ICANN’s first formal case of sexual harassment has been closed with no official finding by the Ombudsman.
Ombudsman Chris LaHatte today said he was unable to establish the facts of the alleged incident, which is said to have taken place during a coffee break at the ICANN 55 meeting in Marrkech, March 6.
LaHatte said that the complainant’s decision to publicly name the man she says harassed her had “compromised” his investigation and that the alleged actions of the man “cannot be considered serious”.
It also emerged publicly for the first time that the interaction that led to the complaint was a brief conversation about sandwiches.
LaHatte’s report on the incident says:
The allegation was that she had a relatively brief discussion with a man, which she found derogatory and which she considered was sexual harassment. The description was that he leaned towards her and took her ICANN identification tag. There was a general discussion about the food, and she said that he made the comment, “you can go make me a cheese sandwich”

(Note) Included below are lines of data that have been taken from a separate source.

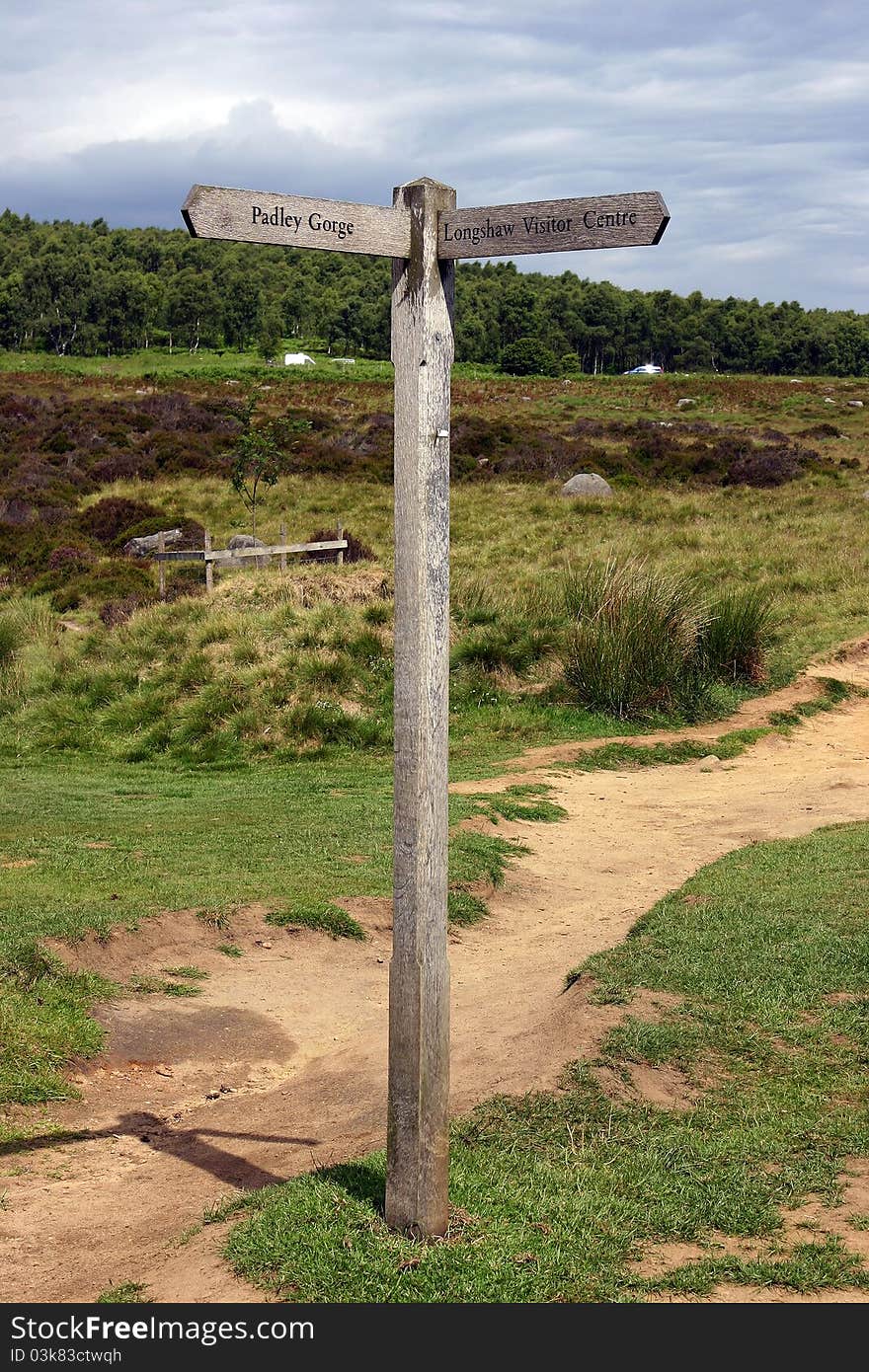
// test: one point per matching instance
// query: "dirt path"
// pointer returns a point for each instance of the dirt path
(294, 1031)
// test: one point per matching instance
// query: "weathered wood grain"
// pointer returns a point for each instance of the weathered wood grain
(418, 1165)
(209, 564)
(220, 211)
(605, 221)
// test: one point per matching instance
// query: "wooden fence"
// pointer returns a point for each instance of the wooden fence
(229, 556)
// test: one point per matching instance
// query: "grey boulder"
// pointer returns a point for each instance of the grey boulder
(239, 541)
(148, 544)
(587, 486)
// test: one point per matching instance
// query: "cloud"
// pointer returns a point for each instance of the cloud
(751, 129)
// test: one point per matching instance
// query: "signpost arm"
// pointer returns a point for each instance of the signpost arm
(418, 1157)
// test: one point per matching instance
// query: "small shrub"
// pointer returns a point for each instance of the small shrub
(70, 559)
(771, 465)
(109, 580)
(115, 514)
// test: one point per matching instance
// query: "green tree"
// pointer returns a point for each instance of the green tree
(260, 454)
(528, 357)
(271, 334)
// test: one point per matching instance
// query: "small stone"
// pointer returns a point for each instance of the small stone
(587, 486)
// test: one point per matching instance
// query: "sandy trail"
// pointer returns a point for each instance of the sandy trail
(295, 1030)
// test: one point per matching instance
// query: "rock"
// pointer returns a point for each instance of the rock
(147, 545)
(247, 541)
(588, 486)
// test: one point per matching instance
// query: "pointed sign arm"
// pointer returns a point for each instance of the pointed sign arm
(296, 221)
(604, 221)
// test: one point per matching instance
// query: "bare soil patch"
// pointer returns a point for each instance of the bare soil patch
(295, 1028)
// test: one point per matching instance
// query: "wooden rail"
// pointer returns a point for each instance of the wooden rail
(210, 556)
(227, 555)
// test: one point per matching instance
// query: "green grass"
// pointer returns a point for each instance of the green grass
(618, 756)
(176, 840)
(126, 1293)
(323, 915)
(553, 1195)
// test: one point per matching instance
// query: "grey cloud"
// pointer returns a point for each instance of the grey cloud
(752, 127)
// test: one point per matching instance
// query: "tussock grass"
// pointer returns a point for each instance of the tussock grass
(646, 641)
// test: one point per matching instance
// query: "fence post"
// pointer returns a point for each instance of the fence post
(209, 564)
(161, 548)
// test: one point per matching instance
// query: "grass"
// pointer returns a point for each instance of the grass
(555, 1195)
(323, 915)
(644, 641)
(126, 1293)
(272, 665)
(87, 847)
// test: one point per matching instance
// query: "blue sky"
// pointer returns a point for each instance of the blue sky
(750, 119)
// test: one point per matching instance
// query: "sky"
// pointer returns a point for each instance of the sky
(749, 118)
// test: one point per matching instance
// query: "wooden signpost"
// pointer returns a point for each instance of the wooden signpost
(423, 232)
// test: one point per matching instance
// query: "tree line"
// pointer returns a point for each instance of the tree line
(87, 289)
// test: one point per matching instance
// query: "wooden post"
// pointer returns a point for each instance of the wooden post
(209, 564)
(161, 548)
(418, 1161)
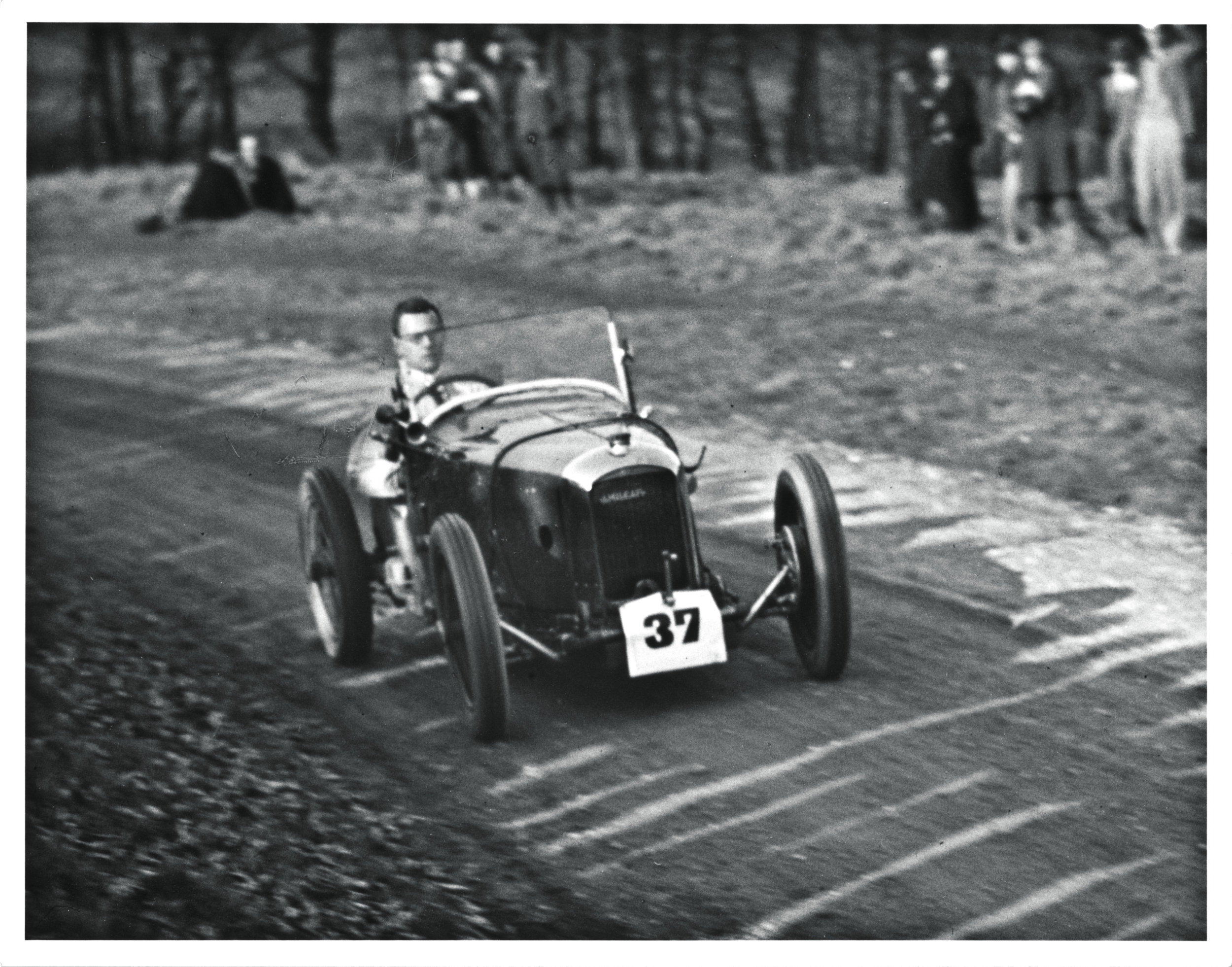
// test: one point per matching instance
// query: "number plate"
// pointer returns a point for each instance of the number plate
(661, 638)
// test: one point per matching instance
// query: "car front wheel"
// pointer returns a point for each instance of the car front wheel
(470, 625)
(806, 519)
(336, 568)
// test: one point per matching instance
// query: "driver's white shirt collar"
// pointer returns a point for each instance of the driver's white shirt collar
(413, 383)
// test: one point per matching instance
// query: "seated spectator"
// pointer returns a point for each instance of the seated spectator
(227, 186)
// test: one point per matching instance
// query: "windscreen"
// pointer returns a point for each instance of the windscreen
(563, 344)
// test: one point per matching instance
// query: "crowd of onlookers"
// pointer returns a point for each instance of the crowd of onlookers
(489, 124)
(1146, 98)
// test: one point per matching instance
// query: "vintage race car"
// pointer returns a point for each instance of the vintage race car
(550, 515)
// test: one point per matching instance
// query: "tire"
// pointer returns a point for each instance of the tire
(821, 625)
(336, 568)
(470, 625)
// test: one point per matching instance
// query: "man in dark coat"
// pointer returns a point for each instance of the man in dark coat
(539, 147)
(1043, 100)
(915, 133)
(953, 120)
(227, 186)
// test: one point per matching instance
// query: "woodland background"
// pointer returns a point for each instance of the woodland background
(636, 98)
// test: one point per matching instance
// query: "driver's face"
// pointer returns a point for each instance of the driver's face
(420, 341)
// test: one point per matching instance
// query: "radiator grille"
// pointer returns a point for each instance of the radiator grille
(637, 518)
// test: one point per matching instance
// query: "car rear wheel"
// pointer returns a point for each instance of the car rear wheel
(470, 625)
(336, 568)
(806, 519)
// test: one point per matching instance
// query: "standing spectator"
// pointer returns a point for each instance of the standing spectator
(915, 133)
(1009, 136)
(470, 111)
(501, 77)
(949, 104)
(1120, 102)
(1041, 100)
(226, 186)
(1164, 119)
(539, 134)
(434, 134)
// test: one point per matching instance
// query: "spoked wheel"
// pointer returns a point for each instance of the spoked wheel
(467, 616)
(336, 568)
(806, 518)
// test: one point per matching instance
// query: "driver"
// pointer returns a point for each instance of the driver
(373, 467)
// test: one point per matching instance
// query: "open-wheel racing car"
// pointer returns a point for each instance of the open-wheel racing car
(551, 515)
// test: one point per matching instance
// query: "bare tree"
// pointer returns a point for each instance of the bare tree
(597, 65)
(223, 43)
(406, 48)
(755, 132)
(641, 95)
(176, 93)
(804, 136)
(316, 84)
(558, 58)
(879, 158)
(676, 97)
(696, 82)
(132, 138)
(99, 99)
(617, 87)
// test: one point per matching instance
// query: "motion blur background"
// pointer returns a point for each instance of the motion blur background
(656, 98)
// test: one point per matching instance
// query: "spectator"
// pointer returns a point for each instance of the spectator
(434, 136)
(1041, 101)
(915, 133)
(501, 72)
(953, 122)
(226, 186)
(539, 129)
(1120, 102)
(1164, 119)
(1009, 138)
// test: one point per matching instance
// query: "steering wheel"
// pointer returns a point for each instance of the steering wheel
(437, 390)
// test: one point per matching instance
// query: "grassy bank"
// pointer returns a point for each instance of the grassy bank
(810, 304)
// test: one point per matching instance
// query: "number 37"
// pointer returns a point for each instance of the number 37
(664, 636)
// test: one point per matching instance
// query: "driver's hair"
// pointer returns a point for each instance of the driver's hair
(414, 306)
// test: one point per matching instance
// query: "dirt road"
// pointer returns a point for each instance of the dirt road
(940, 789)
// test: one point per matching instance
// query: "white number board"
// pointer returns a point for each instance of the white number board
(661, 637)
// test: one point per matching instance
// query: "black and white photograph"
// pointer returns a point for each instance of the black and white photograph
(612, 481)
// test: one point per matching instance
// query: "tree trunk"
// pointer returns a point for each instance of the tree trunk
(132, 139)
(100, 90)
(221, 41)
(558, 53)
(676, 97)
(403, 151)
(617, 72)
(318, 87)
(755, 133)
(171, 77)
(879, 159)
(804, 130)
(863, 98)
(698, 65)
(595, 70)
(641, 95)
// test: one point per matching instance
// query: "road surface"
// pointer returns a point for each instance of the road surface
(942, 789)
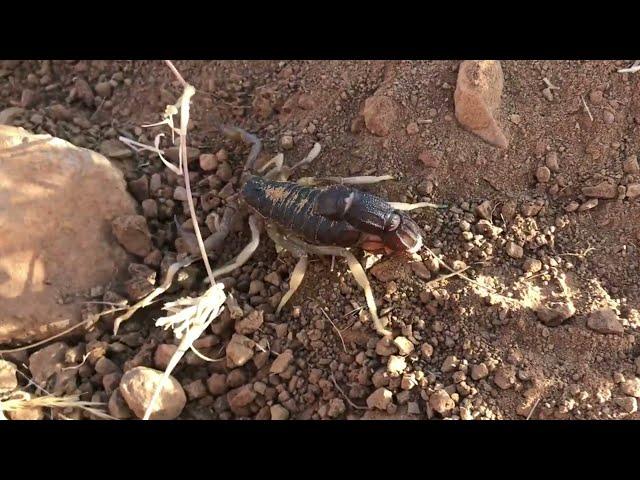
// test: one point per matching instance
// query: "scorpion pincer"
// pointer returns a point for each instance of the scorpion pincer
(323, 220)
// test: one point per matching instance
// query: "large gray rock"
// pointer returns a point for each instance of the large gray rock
(57, 202)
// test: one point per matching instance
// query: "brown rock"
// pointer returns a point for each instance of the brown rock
(555, 313)
(250, 323)
(441, 402)
(56, 242)
(137, 387)
(47, 361)
(8, 379)
(380, 399)
(132, 233)
(601, 190)
(477, 99)
(379, 115)
(605, 321)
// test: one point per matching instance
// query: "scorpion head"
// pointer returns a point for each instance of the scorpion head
(384, 228)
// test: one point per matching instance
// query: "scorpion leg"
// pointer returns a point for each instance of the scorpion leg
(358, 273)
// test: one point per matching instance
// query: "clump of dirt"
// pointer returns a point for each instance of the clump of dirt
(548, 227)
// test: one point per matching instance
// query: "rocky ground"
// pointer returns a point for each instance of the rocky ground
(536, 162)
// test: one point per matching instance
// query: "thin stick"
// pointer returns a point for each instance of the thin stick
(336, 329)
(353, 405)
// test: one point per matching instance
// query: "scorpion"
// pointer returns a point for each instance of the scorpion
(304, 218)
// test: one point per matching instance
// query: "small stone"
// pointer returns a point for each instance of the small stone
(273, 278)
(240, 397)
(137, 387)
(412, 128)
(336, 408)
(114, 149)
(217, 384)
(605, 321)
(503, 378)
(132, 233)
(543, 174)
(163, 355)
(208, 162)
(532, 265)
(286, 142)
(631, 387)
(484, 210)
(630, 165)
(514, 250)
(385, 347)
(633, 190)
(380, 399)
(103, 89)
(278, 412)
(396, 365)
(426, 349)
(588, 205)
(552, 162)
(47, 361)
(441, 402)
(428, 159)
(555, 313)
(379, 115)
(195, 390)
(405, 347)
(601, 190)
(281, 363)
(477, 99)
(8, 379)
(150, 208)
(250, 323)
(450, 364)
(239, 350)
(627, 404)
(480, 371)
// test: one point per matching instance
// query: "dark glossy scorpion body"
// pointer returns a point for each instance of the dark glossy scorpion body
(333, 215)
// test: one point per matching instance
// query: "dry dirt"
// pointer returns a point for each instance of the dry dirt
(475, 354)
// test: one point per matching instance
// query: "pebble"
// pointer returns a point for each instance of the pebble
(239, 350)
(278, 412)
(543, 174)
(555, 313)
(379, 115)
(605, 321)
(552, 162)
(8, 379)
(133, 234)
(630, 165)
(631, 387)
(286, 142)
(217, 384)
(47, 361)
(250, 323)
(405, 347)
(137, 387)
(441, 402)
(514, 250)
(627, 404)
(281, 363)
(380, 399)
(480, 371)
(602, 190)
(396, 365)
(208, 162)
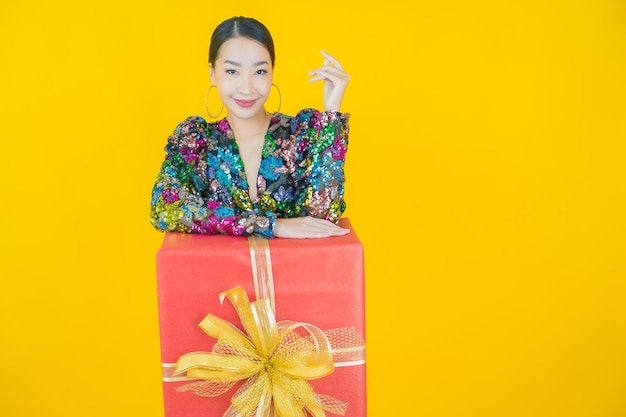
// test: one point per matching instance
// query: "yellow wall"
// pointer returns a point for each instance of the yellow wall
(485, 179)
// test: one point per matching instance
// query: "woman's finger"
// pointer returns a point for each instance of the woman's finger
(332, 59)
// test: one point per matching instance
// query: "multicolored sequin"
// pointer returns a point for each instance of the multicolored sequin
(202, 185)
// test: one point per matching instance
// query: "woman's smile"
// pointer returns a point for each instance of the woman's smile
(244, 103)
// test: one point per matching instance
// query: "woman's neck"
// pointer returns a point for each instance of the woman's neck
(250, 128)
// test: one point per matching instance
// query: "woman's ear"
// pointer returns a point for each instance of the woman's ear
(212, 73)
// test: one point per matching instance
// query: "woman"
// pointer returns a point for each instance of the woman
(296, 162)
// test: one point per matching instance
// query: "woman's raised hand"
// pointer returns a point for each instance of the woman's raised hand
(335, 81)
(307, 227)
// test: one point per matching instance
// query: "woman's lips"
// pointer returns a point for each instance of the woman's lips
(245, 103)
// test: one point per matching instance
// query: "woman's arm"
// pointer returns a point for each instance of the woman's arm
(321, 145)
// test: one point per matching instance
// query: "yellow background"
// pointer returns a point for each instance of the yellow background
(485, 178)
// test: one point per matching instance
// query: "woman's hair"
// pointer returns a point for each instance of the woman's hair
(240, 26)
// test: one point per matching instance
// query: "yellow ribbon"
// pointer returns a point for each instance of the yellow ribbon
(274, 359)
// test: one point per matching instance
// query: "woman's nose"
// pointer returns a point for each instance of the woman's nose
(245, 85)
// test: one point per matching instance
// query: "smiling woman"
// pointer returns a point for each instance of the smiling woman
(254, 172)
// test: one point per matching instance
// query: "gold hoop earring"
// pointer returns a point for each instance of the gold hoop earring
(206, 104)
(280, 97)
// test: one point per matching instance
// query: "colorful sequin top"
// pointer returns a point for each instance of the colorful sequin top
(202, 185)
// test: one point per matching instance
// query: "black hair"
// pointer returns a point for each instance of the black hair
(240, 26)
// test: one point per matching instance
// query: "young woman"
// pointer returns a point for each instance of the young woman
(252, 172)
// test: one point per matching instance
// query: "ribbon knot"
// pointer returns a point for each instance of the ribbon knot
(274, 359)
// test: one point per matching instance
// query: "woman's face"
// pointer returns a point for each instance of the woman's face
(243, 76)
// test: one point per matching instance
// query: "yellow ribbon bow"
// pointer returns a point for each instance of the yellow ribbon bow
(273, 358)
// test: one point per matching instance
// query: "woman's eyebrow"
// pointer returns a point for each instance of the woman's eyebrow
(237, 64)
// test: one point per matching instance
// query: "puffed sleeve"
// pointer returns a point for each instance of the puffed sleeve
(180, 200)
(321, 145)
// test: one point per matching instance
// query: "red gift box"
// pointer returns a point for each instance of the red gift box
(316, 281)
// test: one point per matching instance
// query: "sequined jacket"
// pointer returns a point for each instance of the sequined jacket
(202, 185)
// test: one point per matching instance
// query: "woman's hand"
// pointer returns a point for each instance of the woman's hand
(335, 81)
(307, 227)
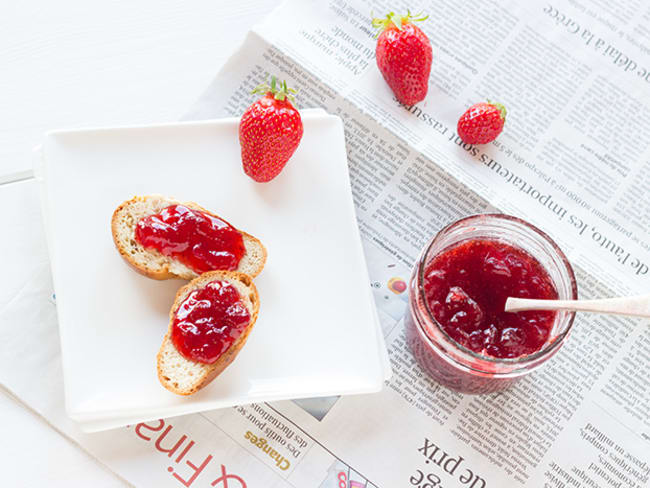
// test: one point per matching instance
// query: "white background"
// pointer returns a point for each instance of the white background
(73, 63)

But the complainant told DI a slightly different version of events that she said is more accurate:
[The man] approached me, pulled at my name tag, examined it and dropped it. A little later, he lifted my name tag and flipped it back and forth, asking me “Where are you from?”, leaned in, lecherously looked at me and then said, “do you know how to make a cheese sandwich?” I was taken aback and responded angrily with “Yes, that is why I came here, to make you cheese sandwiches.” He went on to throw another lecherous look my way and said, “Well, I love veg sandwiches.”
According to LaHatte, the man in question flatly denies that the incident even took place.
The complainant says the incident can be defined as sexual harassment under the UN Convention on the Elimination of all Forms of Discrimination Against Women, Indian law (she is Indian), and the ICANN corporate policy against sexual harassment among its staff.
Neither party is a member of ICANN staff.
LaHatte says in his report that he has not considered jurisdiction or matters of definition, given that he was unable to even establish the facts of the incident.
In this complaint, the matters alleged cannot be considered serious by any standard. If in fact the action and statement were made, it may have been a lapse of good manners and insensitive to gender. Such issues need to be taken in proportion, and best practice is not to debate this in a public forum where the issues are not yet clear…
However any chance of discussing the comments has been compromised by the decision to identify the other party before my investigation could be completed, and for the parties to have had a full opportunity to consider the alternative versions. The other party has been publically named without an opportunity to make any comment or denial of the incident. It is also part of my role as the ombudsman to ensure that standards of procedural fairness are met, and the premature publication regrettably does not meet the standards of natural justice, because the parties have a right to be heard before this occurred.
LaHatte names the complainant (who waived her right to confidentiality) but not the man (who didn’t) in his report.